La mer, toujours en 1948, est entrée, à Saint-Paul, dans le cimetière marin, à Saint-Denis dans celui des volontaires et a attaqué l’enceinte du cimetière actuel. Sans oublier qu’à Saint-Leu elle a presque rejoint les eaux des ravines.
Au fond, ce qui a vraiment d’exceptionnel, ce n’est pas, en soi, ce cyclone, c’est qu’à La Réunion, comme me disait une demoiselle respectable de Saint-Paul, « nu veut embarre la mer d’un côté et cale la ravine de l’autre ». Les exemples ne manquent pas à travers l’île.

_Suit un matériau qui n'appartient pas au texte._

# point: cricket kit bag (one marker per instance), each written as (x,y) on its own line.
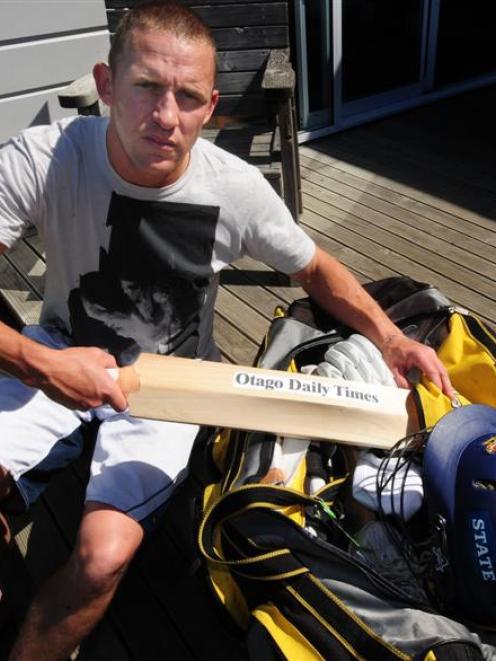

En parler aujourd’hui est une histoire d’anciens combattants, de dinosaures. Pour ne pas dire de vieux c..., non ? Oui. Sauf que les vieux ponts construits il y a un siècle ou plus semblent mieux tenir que les ouvrages d’arts modernes construits avec les moyens techniques d’avant-garde, par des techniciens de haut vol (d’Air France !), sur les conseils “éclairés” d’une armée de zamonteurs qu’il ne faut jamais contredire. Ce qui est loin d’être rassurant pour l’avenir.
Georges-Marie Lépinay
(1) Nous habitions alors dans la rue du Port (actuellement Rhin et Danube), juste face à la maison Verguin. Dans la nuit, mon père est sorti pour porter secours à des personnes. Il est entré dans le commerce qui fait l’angle avec la rue Marius-Ary Leblond, qui n’était pas alors surélevée. Il m’a toujours dit que là, il avait eu l’eau (de mer) à la ceinture.

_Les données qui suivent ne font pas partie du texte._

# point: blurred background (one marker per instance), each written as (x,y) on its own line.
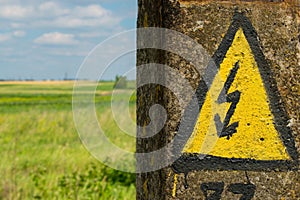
(42,46)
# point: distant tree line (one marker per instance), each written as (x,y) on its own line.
(120,82)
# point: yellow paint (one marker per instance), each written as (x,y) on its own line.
(174,186)
(256,136)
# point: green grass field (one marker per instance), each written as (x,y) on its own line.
(42,155)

(2) Mon beau-père qui habitait derrière la mairie a eu, à cette occasion, la surprise de sa vie en voyant la mer arriver sous sa fenêtre qui donne sur la rue, puis s’en aller un peu plus loin, jusqu’au coin, près de la mairie.

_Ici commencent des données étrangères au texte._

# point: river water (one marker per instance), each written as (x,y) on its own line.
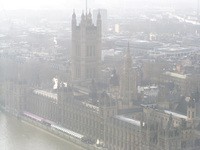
(17,135)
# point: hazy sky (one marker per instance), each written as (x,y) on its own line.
(34,4)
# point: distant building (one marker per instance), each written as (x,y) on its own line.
(86,48)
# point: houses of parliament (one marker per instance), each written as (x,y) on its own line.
(115,116)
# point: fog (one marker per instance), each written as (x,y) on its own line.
(78,4)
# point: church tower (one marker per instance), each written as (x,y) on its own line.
(86,48)
(128,86)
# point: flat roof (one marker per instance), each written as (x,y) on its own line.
(176,75)
(175,114)
(128,120)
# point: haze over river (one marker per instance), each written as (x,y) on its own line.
(18,135)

(3) Il y a deux ou trois ans, je me trouvais au cimetière marin, en compagnie d’un membre éminent de l’église qui connaissait bien cet espace de la Baie, pour y être venu à maintes reprises passer ses vacances chez son grand-père qui habitait dans le coin. Nous causions. Lorsque, brusquement, me désignant le début du lotissement, il me dit : « Dire que ces c... là ont trouvé le moyen de détruire les dunes qu’il y avait là... Il est à craindre qu’un jour, la nature ne reprenne ses droits. Tu verras... ».